Re: [PATCH 0/3] mmc: Lenovo N22 Braswell SD slot fixes
From: Adrian Hunter
Date: Tue Mar 24 2026 - 11:18:27 EST
On 20/03/2026 18:47, Nelson Johnson wrote:
> On Fri, Mar 20, 2026 at 8:27 AM Adrian Hunter wrote:
>> These changes seem more like they work around the problem rather
>> than fix the problem, but you say it worked OK in v4.14? I see also
>> mention of v4.9 in patch 1? When it was working, was it using the ACPI
>> driver or the PCI driver?
>
> You are right that this series is a workaround for a firmware-specific
> problem rather than a generic root-cause fix.
>
> My confirmed working baseline is v4.9, and on that kernel the
> controller was owned by sdhci-pci, not sdhci-acpi. The INT33BB:00
> ACPI node was present in firmware but did not prevent the PCI path
> from working. I should have been more precise in the cover letter.
> What I can state from testing is:
>
> - v4.9: slot works via sdhci-pci
If it works on 4.9 but does not work on 4.10, we would normally
git bisect to find the first commit where it fails. In that way
we may find the root cause and can then design a fix.
> - current kernels: slot is unusable
> - current kernels with this series applied: slot works again via sdhci-pci
>
>> In patch 3, you say the SDHCI ACPI driver repeatedly defers. Is that
>> because it is waiting for the GPIO driver for the Card Detect GPIO?
>
> Yes. On this machine INT33BB:00 defers waiting for the card-detect
Later you have said INT33BB is not related. Are there error
messages for 0000:00:12.0 ? What are the symptoms of the failure?
Note the GPIO driver should be /sys/bus/platform/drivers/cherryview-pinctrl
Does that have any devices listed?
> GPIO dependency, and that dependency never becomes available. In the
> broken state the ACPI path does not successfully probe and the slot
> remains unusable. Excluding INT33BB:00 on this DMI match allows
> sdhci-pci to own 0000:00:12.0 and restores card detection.
>
> I am not aware of an existing generic ownership-arbitration mechanism
> between sdhci-acpi and sdhci-pci for this dual-enumerated firmware
If an ACPI node has an _HID, then it might be enumerated as a
platform device, and driven by a platform driver (like sdhci-acpi),
but not if _STA (status) is 0 (not present).
PCI devices are enumerated by the PCI bus, but the ACPI node is
associated with an existing device via _ADR. In this case
0000:00:12.0 has an ACPI companion node "SDHC" as identified by
_ADR = 0x00120000. Unless kernel command line option acpi=strict
is used, Linux does not care about _STA for that purpose.
BIOS can hide PCI devices from PCI enumeration, so the PCI device
would not be visible at all if the intention was that it should
be driven as an ACPI device.
> layout, so I chose the narrowest fix available: a DMI-scoped exclusion
> on the affected machine only.

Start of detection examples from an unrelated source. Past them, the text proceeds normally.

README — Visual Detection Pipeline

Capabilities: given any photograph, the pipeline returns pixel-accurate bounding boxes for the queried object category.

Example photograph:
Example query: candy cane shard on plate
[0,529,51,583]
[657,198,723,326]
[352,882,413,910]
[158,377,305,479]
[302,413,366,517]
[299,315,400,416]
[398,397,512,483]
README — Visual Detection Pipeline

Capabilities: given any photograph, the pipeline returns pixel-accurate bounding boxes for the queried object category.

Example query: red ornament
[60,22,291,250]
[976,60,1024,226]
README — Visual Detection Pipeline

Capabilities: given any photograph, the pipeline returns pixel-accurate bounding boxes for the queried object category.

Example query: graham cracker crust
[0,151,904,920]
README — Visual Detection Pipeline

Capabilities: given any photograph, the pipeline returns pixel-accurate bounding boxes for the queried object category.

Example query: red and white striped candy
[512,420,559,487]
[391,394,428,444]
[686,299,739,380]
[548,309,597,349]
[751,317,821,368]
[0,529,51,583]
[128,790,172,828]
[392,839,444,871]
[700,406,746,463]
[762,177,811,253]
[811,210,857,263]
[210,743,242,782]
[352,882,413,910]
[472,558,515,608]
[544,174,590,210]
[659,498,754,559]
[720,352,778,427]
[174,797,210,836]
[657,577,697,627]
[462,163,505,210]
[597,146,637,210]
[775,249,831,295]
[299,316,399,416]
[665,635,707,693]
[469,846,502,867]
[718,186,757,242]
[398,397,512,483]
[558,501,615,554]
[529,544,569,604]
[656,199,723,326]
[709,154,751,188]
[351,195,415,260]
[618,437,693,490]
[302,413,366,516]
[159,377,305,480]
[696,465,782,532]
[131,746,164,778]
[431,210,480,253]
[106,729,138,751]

That approach is consistent with how the
> subsystem has handled similar firmware defects elsewhere. sdhci-acpi.c
> already carries a maintained quirk table covering the Lenovo Miix 320,
> Acer Aspire Switch 10, Lenovo Yoga Tablet 2 Pro, Toshiba Encore 2, and
> ASUS T100TA, all firmware defects fixed with DMI scope and accepted
> with stable tags. sdhci-pci-core.c follows the same pattern, as
> jsl_broken_hs400es() immediately above the new helper demonstrates.
>
>> Note Lenovo N22 seems to date back to 2017. Is it really worth
>> spending time on something that old, especially as no one seems
>> to have worried about it before?
>
> My argument for upstream is mainly that the quirk is small and
> low-risk, and that PCI ID 8086:2296 is part of the wider Braswell SD
> controller family rather than unique to this one machine. Although the
> Lenovo N22 is an older platform, Braswell systems remain in active
> secondary use. The Lenovo IdeaPad 100S-14IBR carries the same
> controller and has a documented bug report showing sdhci-pci not
> binding on kernel 4.10 after working on 4.8, the same symptom pattern.
Documented where?
> The commit documents the failure mode, the correct driver ownership
> decision, and the workaround approach in a place where anyone dealing
> with a similar Braswell platform can find and reference it.
>
> That said, I defer to your judgment on whether this serves value to
> the wider community. I am happy to carry it as a local patch if you
> feel it does not belong upstream.
For the upstream kernel, the expectation is that a fix addresses the
underlying problem. At the moment it is not clear what that is.